Dahası, Fransa toprağı olmasına rağmen bu bölgede Alman yasaları geçerlidir ve bu yüzden işçi hakları daha güçlüdür; çok turistik bir bölge olmasına rağmen belli bir saatte kapanır dükkânlar.

Baskın Oran’ın Etnik ve Dinsel Azınlıklar kitabından bir alıntı: “1925’te dönemin milli eğitim bakanı, ‘Fransa’nın tarihsel birliği için Bretoncanın ortadan kaldırılması gerekir’ demişti.

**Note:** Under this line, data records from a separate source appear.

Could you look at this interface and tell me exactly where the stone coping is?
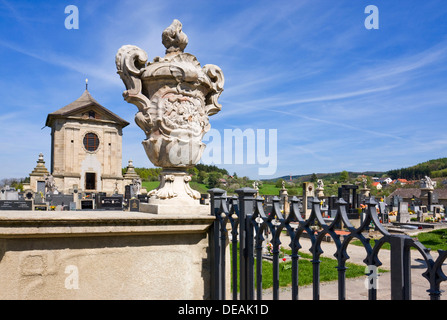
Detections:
[0,211,215,238]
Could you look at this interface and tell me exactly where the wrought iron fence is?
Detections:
[209,188,447,300]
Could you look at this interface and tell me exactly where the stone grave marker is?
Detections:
[397,202,410,223]
[129,198,140,212]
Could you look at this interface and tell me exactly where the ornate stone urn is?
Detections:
[115,20,224,213]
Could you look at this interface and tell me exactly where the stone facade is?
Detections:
[0,211,217,300]
[46,90,129,194]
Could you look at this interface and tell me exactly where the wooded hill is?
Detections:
[387,158,447,180]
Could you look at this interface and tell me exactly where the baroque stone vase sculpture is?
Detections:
[115,20,224,214]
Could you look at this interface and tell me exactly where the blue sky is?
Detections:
[0,0,447,178]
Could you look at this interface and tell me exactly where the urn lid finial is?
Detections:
[161,19,188,53]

Fransa bugün hâlâ etnik grup ve azınlık kavramlarını kullanmaktan kaçınmakla birlikte, ülkesindeki dil ve kültür farklılıklarının uluslararası belgelerde öngörülen standartları fazlasıyla karşılayacak biçimde korunmasına ve geliştirilmesine olanak tanımakta, bunu da merkeziyetçilikten uzaklaşarak yapmaktadır.  Fransa’daki azınlık haklarına birkaç örnek vermek gerekirse: Fransız Anayasası’nın 2. maddesi, T.C. Anayasası’nın ‘[Türkiye Devletinin] Dili Türkçedir’ diyen 3. maddesine benzer biçimde, ‘Cumhuriyetin dili Fransızcadır’ der. Fakat bu ülkede bir de ‘Fransa Dilleri’ (Langues de France) kavramı vardır ve 2001’de şöyle tanımlanmıştır: ‘Fransa Dilleri terimiyle kastedilen, Cumhuriyet topraklarında Fransa yurttaşlarınca geleneksel olarak konuşulan ve hiçbir devletin resmî dili olmayan, bölge veya azınlık dilleridir.’ Nitekim, Fransa Temmuz 2008’de bu dilleri anayasasının 75-1. maddesine sokmuştur: ‘Bölgesel diller, Fransa’nın ulusal mirasıdır’.”

Eh, bu kadar tarih yeter; şimdi bir tabak şukrut yiyip şehri dolaşma zamanı.